Notizie Inter: Vincere a Bologna per raggiungere il terzo posto

Dopo la deludente partita del Napoli di ieri sera, sconfitto da un gran goal di Cassano al 36’ del secondo tempo, adesso l’Inter deve fare il possibile per far sua la partita di stasera. In questo modo, infatti, i nerazzurri raggiungerebbero a quota 28 i partenopei e – non guasta – doppierebbero i cugini milanisti che non sono andati oltre un deludente 1-1 pur giocando in superiorità numerica per circa 55 minuti.

L’Inter è consapevole dell’importanza della partita di oggi contro il Bologna. Agguantare il Napoli al terzo posto, dopo esserne stati lontani 6 punti, vorrebbe dire lanciare un chiaro segnale a tutte le squadre che ambiscono ad un posto in Champions League. Inoltre, in vista delle due partite successive dell’Inter a Milano, contro Sampdoria e Parma – di certo alla portata dei nerazzurri – e sperando in un passo falso di Juventus e Roma, si potrebbe anche sperare in un avvicinamento alla vetta della classifica che riaccenderebbe i, mai del tutto tramontati, sogni scudetto.

Ma qualsiasi ragionamento futuro passa dal Dall’Ara e dalla sfida di questa sera. I ragazzi di mister Mazzarri sanno dell’importanza della partita e l’affronteranno di certo con la stessa attenzione e grinta dimostrati ad Udine e contro il Livorno. Sarà necessario un approccio alla partita da grande squadra, senza sottovalutare l’avversario – che ha bisogno di punti come il pane – ma con la consapevolezza delle nostre capacità e potenzialità che, se sfruttate in pieno, possono fare male a chiunque.

Rodrigo PalacioPalacio, ancora una volta, dovrà fare una partita delle sue: attento, a supporto della squadra quando ce ne sarà bisogno, cinico e spietato quando si presenterà l’occasione.
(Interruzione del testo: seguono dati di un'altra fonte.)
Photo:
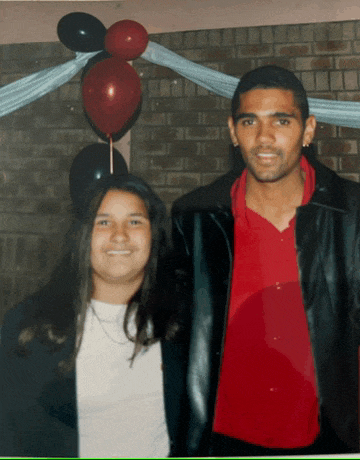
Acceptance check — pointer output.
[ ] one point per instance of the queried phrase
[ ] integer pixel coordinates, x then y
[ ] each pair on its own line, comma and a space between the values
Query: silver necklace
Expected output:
103, 328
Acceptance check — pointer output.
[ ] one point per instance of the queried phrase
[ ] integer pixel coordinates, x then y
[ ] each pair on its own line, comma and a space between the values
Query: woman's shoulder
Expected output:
17, 317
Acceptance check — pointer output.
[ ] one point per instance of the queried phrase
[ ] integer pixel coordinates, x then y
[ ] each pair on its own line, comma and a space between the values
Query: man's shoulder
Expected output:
207, 197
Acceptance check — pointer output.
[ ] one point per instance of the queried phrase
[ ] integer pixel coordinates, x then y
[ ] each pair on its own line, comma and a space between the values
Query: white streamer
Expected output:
26, 90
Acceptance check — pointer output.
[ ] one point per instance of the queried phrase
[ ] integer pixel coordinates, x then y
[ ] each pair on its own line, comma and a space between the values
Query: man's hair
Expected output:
268, 77
61, 305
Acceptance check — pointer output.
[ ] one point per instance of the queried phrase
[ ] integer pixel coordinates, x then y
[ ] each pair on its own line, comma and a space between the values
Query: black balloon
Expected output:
90, 164
81, 32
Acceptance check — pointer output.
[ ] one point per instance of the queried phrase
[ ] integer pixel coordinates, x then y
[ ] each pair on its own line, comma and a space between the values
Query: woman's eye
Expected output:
103, 223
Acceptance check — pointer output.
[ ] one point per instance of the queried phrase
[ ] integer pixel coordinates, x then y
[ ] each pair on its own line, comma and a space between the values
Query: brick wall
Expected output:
37, 146
181, 140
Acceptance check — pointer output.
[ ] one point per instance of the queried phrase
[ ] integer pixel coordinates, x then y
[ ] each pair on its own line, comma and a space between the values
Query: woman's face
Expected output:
121, 240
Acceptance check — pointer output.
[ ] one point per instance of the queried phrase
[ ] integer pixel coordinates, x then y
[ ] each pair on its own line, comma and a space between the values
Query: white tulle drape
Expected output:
26, 90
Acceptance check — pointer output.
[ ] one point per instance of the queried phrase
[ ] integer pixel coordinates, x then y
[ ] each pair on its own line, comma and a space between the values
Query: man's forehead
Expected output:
267, 101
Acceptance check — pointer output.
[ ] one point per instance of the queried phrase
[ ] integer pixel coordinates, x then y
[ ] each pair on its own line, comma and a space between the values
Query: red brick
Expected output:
350, 133
202, 132
184, 118
324, 131
330, 162
217, 54
294, 50
349, 63
255, 50
201, 164
167, 133
167, 163
336, 147
321, 63
333, 46
350, 164
281, 62
237, 67
214, 118
202, 103
183, 148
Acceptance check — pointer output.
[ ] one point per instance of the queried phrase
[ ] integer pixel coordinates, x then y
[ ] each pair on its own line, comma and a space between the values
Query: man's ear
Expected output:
309, 132
232, 131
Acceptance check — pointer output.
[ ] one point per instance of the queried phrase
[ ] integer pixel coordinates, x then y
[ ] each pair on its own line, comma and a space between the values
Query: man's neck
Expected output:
276, 201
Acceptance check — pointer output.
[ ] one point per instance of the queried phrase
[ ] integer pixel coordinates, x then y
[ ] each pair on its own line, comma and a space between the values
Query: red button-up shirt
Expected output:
267, 393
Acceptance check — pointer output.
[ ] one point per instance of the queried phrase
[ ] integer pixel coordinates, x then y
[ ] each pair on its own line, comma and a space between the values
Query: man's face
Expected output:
270, 133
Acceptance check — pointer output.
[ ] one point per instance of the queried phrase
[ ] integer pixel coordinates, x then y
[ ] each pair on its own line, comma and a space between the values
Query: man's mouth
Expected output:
113, 252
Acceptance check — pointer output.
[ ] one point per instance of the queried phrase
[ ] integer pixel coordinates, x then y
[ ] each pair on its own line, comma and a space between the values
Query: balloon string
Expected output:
111, 156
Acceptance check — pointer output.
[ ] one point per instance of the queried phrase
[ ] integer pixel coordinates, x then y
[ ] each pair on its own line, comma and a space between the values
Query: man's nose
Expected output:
266, 132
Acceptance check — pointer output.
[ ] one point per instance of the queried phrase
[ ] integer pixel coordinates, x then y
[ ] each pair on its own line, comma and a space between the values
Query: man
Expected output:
273, 248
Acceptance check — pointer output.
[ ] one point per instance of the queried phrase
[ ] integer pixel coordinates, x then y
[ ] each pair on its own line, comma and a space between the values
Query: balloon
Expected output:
92, 61
128, 125
111, 92
119, 134
81, 32
90, 164
126, 39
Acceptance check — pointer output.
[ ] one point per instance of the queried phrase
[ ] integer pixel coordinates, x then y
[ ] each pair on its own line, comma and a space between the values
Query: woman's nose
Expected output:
119, 232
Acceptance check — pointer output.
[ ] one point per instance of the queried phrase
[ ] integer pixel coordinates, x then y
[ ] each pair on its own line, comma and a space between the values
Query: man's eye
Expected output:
283, 121
103, 223
135, 222
247, 122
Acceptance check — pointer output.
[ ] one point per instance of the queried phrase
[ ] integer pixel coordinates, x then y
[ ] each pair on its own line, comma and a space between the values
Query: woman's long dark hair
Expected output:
59, 308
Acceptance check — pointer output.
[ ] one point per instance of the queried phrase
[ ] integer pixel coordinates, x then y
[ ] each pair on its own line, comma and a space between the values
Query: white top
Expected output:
121, 408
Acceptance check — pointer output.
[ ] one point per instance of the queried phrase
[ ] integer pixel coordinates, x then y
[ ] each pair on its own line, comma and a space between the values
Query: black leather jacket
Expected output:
328, 245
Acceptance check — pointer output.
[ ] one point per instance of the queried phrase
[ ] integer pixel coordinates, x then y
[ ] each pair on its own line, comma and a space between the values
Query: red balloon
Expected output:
111, 92
126, 39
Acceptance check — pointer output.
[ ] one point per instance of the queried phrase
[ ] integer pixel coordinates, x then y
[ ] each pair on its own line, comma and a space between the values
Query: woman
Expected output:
81, 359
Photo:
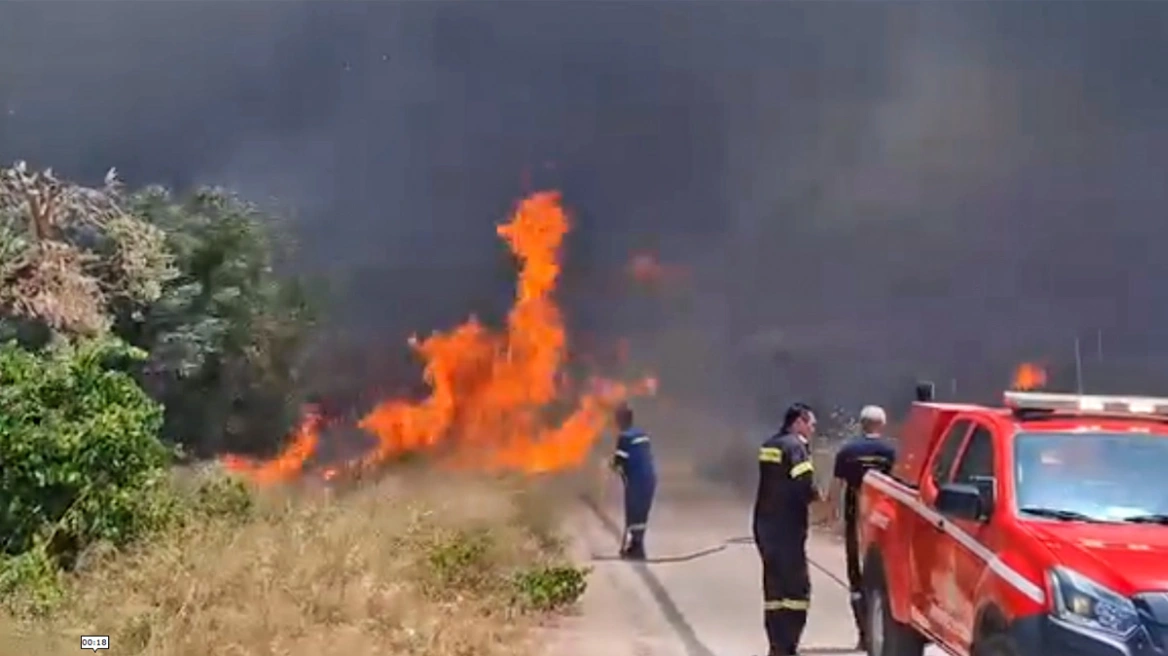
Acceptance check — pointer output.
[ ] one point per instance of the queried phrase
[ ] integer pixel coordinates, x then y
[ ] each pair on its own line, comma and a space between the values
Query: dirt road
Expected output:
700, 594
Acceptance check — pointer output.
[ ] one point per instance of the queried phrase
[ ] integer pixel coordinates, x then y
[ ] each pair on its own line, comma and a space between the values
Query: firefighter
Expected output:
786, 489
633, 460
855, 458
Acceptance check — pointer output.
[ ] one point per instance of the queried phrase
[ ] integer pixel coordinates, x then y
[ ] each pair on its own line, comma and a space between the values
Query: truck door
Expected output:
930, 549
975, 466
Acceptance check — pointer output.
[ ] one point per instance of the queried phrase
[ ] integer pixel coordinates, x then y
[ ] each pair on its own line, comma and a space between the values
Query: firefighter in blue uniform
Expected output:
856, 458
786, 489
633, 460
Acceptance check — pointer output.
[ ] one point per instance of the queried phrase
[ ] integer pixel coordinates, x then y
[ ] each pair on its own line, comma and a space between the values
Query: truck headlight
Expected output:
1078, 600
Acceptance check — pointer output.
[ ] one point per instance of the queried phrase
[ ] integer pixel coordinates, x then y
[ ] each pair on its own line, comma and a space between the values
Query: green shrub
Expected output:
82, 460
223, 496
29, 583
460, 560
550, 587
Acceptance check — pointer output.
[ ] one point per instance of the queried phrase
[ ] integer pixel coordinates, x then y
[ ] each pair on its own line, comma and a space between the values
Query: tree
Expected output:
227, 334
71, 256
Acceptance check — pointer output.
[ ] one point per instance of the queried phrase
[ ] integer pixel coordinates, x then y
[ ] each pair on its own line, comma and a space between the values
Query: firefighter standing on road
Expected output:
786, 489
854, 459
633, 460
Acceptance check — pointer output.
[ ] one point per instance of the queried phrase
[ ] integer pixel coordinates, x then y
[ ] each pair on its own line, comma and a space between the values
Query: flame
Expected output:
290, 462
491, 392
1028, 376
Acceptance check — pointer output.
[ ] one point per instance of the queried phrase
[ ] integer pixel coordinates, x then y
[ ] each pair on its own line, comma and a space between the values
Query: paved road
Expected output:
700, 595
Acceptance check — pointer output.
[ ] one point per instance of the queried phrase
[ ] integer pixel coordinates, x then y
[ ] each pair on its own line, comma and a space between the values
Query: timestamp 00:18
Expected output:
95, 642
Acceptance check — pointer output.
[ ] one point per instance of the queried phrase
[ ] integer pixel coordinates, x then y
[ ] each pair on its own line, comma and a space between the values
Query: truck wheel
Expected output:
885, 635
995, 646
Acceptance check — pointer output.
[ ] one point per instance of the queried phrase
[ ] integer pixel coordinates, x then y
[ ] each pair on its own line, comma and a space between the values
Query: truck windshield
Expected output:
1092, 476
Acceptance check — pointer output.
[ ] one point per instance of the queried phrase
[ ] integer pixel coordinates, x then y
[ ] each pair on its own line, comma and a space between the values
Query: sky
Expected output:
857, 193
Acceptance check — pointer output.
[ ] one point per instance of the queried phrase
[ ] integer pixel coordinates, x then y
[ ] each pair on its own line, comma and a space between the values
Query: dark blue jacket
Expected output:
634, 460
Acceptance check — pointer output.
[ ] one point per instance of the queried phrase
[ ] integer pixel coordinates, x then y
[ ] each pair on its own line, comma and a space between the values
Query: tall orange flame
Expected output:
491, 392
1028, 376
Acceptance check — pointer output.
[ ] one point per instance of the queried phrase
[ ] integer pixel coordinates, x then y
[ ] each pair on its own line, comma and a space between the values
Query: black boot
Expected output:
633, 551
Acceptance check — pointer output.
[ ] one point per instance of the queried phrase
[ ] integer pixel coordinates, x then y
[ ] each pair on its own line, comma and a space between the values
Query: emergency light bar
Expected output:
1086, 403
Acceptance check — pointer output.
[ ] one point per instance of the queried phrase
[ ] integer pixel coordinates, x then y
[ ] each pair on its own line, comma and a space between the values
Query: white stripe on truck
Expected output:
908, 496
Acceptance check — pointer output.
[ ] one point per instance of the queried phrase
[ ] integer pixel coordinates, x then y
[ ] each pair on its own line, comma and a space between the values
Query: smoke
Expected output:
859, 193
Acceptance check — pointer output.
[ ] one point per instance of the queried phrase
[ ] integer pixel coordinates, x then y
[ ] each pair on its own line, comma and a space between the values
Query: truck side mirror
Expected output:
925, 391
961, 501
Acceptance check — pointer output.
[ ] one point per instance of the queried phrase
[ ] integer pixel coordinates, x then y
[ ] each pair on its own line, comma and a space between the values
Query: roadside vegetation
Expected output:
141, 333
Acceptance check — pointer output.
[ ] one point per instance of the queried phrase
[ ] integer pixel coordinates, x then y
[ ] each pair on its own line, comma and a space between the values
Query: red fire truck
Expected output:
1037, 529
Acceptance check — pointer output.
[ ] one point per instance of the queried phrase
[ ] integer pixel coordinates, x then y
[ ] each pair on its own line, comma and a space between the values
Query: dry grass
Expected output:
405, 566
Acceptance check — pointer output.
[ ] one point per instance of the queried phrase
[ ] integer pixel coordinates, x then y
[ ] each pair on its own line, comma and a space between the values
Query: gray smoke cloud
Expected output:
859, 193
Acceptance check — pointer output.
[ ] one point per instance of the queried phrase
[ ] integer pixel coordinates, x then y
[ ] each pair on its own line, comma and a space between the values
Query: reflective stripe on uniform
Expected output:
805, 467
770, 454
786, 605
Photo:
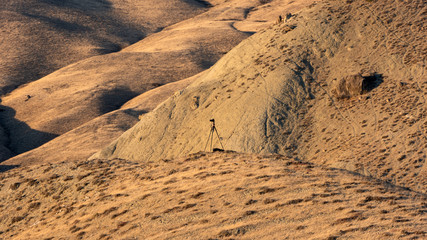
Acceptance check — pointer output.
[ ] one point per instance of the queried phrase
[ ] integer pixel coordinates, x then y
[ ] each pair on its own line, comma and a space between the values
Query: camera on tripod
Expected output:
211, 136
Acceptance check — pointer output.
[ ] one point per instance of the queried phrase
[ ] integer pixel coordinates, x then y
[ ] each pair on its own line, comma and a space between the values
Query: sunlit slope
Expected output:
273, 93
38, 36
74, 95
204, 196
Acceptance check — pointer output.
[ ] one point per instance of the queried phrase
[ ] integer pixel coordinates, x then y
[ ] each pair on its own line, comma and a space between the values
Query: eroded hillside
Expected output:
204, 196
70, 98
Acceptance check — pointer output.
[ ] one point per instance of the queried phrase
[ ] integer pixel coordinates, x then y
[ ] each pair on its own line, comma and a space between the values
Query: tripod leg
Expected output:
209, 137
219, 139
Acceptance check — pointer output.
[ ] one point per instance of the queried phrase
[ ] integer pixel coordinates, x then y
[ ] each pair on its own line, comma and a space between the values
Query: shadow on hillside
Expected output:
371, 82
22, 137
113, 99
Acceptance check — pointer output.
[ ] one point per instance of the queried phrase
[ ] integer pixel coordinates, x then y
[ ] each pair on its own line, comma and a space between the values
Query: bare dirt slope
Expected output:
74, 95
40, 36
204, 196
85, 140
273, 93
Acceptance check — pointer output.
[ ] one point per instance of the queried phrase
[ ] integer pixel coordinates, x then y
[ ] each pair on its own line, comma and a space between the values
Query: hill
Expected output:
274, 93
204, 196
41, 36
74, 95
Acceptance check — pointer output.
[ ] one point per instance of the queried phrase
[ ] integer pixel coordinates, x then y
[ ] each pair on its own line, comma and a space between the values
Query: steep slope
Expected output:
40, 36
83, 141
204, 196
76, 94
273, 93
72, 96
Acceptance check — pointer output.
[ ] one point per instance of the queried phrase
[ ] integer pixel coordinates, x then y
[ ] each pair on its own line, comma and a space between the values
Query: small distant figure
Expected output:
279, 20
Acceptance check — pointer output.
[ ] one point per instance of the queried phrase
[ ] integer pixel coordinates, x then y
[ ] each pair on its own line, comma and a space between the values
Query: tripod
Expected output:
210, 137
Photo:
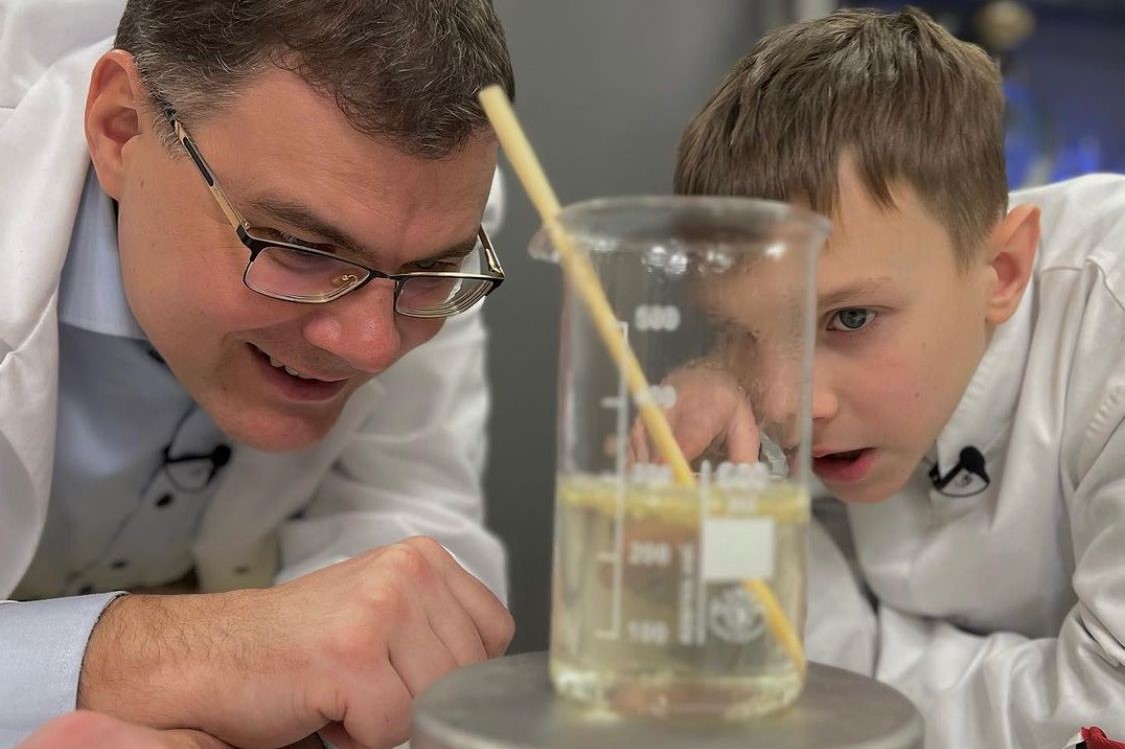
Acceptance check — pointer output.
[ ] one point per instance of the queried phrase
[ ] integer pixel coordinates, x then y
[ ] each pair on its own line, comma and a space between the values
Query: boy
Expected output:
969, 379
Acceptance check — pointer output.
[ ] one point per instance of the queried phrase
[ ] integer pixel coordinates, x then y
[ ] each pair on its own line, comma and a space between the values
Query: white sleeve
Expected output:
414, 468
42, 646
839, 629
1005, 691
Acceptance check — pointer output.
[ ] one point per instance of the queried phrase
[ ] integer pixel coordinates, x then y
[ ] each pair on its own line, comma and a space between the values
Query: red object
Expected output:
1095, 738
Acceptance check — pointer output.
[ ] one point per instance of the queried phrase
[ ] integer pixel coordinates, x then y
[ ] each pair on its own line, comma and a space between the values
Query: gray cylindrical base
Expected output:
509, 704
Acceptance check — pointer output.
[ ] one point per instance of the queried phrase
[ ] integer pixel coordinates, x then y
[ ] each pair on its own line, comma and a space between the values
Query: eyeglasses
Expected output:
288, 270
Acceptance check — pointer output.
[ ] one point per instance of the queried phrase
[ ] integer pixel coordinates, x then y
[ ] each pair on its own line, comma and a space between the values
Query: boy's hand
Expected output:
343, 650
710, 411
86, 730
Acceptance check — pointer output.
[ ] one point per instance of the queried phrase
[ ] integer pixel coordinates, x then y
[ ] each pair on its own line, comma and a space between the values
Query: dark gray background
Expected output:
603, 89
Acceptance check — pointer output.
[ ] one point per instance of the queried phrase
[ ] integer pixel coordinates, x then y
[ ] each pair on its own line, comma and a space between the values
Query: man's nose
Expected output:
359, 327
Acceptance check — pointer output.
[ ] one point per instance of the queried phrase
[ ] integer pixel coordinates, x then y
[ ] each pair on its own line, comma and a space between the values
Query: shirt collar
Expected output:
91, 294
984, 412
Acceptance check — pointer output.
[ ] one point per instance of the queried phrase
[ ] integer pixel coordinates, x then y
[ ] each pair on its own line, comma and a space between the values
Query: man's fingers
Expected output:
183, 739
378, 712
488, 615
420, 657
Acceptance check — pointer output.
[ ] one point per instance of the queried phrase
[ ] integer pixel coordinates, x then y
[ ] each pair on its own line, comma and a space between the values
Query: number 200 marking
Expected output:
648, 631
649, 553
656, 317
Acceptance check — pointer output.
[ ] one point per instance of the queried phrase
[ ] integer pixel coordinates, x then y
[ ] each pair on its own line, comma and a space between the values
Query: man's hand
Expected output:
343, 651
710, 412
86, 730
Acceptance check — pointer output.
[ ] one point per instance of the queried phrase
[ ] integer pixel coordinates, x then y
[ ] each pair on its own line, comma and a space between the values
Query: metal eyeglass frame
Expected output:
257, 245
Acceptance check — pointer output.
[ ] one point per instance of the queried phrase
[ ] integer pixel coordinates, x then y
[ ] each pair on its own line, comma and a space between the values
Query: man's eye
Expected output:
852, 319
435, 267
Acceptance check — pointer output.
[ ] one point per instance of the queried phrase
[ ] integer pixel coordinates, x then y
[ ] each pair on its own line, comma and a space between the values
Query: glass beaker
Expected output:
678, 581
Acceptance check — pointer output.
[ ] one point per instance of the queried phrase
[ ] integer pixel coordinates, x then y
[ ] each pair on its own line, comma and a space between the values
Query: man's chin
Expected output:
277, 432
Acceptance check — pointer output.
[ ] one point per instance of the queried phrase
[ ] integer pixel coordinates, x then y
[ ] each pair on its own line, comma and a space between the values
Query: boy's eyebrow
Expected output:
298, 216
854, 291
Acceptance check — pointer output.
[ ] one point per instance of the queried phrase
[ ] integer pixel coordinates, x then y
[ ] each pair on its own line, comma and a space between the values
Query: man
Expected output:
968, 376
217, 234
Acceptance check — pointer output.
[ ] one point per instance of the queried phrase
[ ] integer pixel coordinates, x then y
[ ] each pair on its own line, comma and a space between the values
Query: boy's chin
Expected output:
278, 432
869, 493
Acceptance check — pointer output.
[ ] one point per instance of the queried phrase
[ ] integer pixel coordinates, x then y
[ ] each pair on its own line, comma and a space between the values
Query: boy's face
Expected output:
901, 327
900, 330
281, 149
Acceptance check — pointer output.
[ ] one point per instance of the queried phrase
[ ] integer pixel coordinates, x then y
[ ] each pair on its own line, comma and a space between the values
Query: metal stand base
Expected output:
509, 704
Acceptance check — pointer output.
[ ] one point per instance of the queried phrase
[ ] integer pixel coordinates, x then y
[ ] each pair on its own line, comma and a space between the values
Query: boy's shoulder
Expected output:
1082, 224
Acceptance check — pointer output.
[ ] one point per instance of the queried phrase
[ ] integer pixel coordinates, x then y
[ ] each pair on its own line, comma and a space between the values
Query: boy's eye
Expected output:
852, 319
444, 265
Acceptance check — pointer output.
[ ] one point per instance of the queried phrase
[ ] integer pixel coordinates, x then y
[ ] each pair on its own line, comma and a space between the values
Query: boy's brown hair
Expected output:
897, 91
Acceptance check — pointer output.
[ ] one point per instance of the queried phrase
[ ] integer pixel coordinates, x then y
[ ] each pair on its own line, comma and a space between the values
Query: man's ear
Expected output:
114, 111
1011, 258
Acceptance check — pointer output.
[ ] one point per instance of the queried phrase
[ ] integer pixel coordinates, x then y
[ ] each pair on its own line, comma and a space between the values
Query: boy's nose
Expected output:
360, 327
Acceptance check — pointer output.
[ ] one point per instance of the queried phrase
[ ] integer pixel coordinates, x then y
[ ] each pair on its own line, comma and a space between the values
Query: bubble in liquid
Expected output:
656, 258
677, 263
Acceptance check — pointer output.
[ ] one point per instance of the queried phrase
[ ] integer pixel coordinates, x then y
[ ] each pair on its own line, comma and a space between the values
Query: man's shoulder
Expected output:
42, 33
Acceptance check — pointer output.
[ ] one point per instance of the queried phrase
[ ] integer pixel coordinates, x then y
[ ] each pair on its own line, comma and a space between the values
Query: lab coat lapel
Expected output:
44, 163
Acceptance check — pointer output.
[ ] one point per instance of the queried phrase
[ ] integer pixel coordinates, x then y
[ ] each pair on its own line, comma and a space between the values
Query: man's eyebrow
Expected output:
459, 250
855, 291
298, 216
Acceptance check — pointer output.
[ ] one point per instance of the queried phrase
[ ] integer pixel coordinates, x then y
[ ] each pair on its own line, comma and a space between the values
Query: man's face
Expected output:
900, 330
284, 150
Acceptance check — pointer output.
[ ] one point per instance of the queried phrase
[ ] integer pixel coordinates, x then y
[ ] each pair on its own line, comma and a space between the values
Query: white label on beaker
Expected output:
738, 549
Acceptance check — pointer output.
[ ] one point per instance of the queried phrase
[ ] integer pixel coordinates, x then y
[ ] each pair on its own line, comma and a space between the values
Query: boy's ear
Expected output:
113, 117
1011, 258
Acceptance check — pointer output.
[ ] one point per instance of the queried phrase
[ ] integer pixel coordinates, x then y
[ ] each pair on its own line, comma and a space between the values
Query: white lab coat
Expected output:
405, 457
1002, 614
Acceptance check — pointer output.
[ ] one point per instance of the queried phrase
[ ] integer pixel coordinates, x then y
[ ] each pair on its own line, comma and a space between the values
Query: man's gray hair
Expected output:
402, 70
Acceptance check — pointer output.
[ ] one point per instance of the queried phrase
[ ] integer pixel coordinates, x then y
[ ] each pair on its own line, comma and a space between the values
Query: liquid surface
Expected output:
651, 612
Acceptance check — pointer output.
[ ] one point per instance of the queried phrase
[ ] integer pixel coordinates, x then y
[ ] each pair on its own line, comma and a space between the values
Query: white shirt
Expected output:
118, 517
1001, 614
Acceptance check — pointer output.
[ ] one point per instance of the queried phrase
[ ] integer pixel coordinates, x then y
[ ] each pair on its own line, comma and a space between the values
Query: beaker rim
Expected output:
577, 216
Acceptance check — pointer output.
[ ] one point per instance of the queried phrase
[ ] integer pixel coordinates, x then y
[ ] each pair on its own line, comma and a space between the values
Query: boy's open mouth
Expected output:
847, 466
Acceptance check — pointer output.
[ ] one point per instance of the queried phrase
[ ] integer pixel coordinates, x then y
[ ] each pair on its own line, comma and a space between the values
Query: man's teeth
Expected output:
290, 370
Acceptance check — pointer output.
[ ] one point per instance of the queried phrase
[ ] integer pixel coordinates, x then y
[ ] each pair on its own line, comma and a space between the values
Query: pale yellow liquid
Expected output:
677, 648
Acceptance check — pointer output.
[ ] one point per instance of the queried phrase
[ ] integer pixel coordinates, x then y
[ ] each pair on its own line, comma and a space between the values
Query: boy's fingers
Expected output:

Gli esterni Nagatomo e Jonathan dovranno dare una spinta propulsiva a tutta la squadra con le loro percussioni a destra e sinistra e gli inserimenti da dietro. Fondamentale sarà rivedere l’Alvarez delle ultime partite, non quello spento e un po’ stanco della partita contro il Livorno.

Anche Guarin è chiamato ad una grande partita. Il colombiano non ha nella continuità di rendimento la sua miglior dote, ma se si vogliono raggiungere grandi risultati non ci si può permettere di andare ad intermittenza. La stessa cosa dicasi per Kovacic che, se sarà chiamato in causa da Mazzarri, dovrà fare quello che gli riesce meglio, ma che non sempre ha fatto in quest’avvio di campionato: giocate di qualità e tocchi di classe ad innescare i suoi compagni. Se la macchina nerazzurra funzionerà in maniera armoniosa e corale, allora questa squadra potrà davvero ambire a grandi traguardi, altrimenti si ritornerà nell’anonimato e nella mediocrità dell’anno passato.